Under the EU AI Act (Regulation (EU) 2024/1689), most AI-powered medical devices that require third-party conformity assessment under MDR or IVDR are classified as high-risk AI systems. For AI embedded in regulated medical devices, the full high-risk obligations apply from August 2027. These include risk management for AI-specific risks (bias, robustness, data quality), data governance requirements, transparency and human oversight obligations, and post-market AI performance monitoring. MDCG 2025-6 provides guidance on how MDR/IVDR and AI Act requirements interact.
Every software update must be assessed for its impact on the device's safety, performance, and regulatory status. Not every update triggers a new conformity assessment. Minor bug fixes and UI changes typically require documentation only. Significant algorithm changes (new training data, changed model architecture, expanded intended use) may require Notified Body notification or a new conformity assessment. We design change management procedures that define clear criteria for categorising updates and determining the appropriate regulatory action.

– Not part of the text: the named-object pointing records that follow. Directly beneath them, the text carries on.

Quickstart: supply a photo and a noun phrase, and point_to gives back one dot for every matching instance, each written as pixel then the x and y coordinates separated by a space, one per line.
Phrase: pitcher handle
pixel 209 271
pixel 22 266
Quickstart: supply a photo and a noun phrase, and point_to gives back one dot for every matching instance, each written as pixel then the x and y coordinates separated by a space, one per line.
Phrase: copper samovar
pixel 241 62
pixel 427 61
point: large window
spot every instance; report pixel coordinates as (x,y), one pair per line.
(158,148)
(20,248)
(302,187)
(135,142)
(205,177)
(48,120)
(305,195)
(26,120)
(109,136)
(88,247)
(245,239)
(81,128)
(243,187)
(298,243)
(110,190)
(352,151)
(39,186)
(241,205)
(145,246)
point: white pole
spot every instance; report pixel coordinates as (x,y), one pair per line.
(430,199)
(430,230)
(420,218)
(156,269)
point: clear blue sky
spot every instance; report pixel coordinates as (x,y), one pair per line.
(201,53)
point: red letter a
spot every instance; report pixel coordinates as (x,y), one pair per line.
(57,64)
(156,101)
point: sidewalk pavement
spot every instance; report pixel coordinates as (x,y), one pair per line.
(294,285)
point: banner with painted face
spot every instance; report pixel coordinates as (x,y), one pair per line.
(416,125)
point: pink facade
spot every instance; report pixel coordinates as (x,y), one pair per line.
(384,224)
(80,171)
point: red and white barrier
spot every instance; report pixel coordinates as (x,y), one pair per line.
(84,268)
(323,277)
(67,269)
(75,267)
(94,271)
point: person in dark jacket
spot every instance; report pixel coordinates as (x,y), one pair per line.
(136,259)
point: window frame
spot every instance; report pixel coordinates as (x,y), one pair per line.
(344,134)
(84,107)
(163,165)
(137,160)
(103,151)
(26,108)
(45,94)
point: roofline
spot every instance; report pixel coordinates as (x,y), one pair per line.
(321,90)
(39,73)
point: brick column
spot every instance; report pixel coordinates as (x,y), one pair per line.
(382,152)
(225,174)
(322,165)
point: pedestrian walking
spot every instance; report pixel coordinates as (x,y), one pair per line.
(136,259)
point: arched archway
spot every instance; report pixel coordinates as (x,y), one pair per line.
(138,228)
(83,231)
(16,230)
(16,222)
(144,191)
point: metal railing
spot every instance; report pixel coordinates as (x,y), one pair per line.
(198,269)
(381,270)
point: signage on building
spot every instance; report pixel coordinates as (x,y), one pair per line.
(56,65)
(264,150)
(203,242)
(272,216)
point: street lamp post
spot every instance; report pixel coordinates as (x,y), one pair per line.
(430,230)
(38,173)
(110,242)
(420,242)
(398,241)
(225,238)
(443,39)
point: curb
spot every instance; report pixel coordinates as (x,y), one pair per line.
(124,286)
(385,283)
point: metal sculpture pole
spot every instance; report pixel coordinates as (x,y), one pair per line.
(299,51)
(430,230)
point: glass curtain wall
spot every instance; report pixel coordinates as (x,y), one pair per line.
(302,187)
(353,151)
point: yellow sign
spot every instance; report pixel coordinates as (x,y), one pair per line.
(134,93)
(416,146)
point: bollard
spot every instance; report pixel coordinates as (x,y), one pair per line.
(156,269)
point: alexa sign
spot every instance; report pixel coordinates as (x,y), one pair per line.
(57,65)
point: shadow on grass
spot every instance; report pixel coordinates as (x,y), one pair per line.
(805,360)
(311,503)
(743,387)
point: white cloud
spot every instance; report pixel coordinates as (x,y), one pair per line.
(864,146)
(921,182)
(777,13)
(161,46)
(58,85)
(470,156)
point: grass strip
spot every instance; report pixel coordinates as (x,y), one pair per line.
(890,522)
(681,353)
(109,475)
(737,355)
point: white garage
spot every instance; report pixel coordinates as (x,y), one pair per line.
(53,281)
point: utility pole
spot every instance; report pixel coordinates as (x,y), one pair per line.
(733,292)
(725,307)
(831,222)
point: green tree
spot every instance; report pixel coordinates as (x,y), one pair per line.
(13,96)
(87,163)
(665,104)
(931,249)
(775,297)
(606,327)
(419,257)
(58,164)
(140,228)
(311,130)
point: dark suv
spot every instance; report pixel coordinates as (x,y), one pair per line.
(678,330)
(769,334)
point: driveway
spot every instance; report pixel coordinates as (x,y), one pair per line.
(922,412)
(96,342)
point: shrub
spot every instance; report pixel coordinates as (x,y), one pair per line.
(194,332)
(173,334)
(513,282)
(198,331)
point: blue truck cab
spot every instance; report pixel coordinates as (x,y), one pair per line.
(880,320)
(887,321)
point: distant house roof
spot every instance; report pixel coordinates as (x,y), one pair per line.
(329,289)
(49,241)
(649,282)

Our core role is regulatory compliance and process alignment: classification, IEC 62304 process design, cybersecurity integration, documentation, and regulatory submissions. For companies that need software development, we connect them with trusted development partners. Through our device team, we also provide contract development for medical device software including AI-based solutions where tight integration between regulatory and development expertise is needed.
A DiGA (Digitale Gesundheitsanwendung) is a CE-marked medical device software application (Class I–IIb) that in most cases supports patients in managing or treating diseases. The BfArM Fast-Track is a 3-month assessment process that, if successful, lists the DiGA in the official DiGA Directory, making it prescribable by physicians and reimbursable by German statutory health insurance. Listing can be provisional (based on preliminary evidence, valid for 12 months, extendable to 24) or permanent (based on demonstrated positive healthcare effects through comparative studies).
IVD software follows the IVDR classification rules in Annex VIII, which assign risk classes A through D based on the intended purpose and the consequences of incorrect results. Software that analyses patient samples or interprets diagnostic data may be classified as Class C or D, requiring Notified Body involvement and performance evaluation (analytical and clinical performance). Class D IVD software may also require EU Reference Laboratory opinions.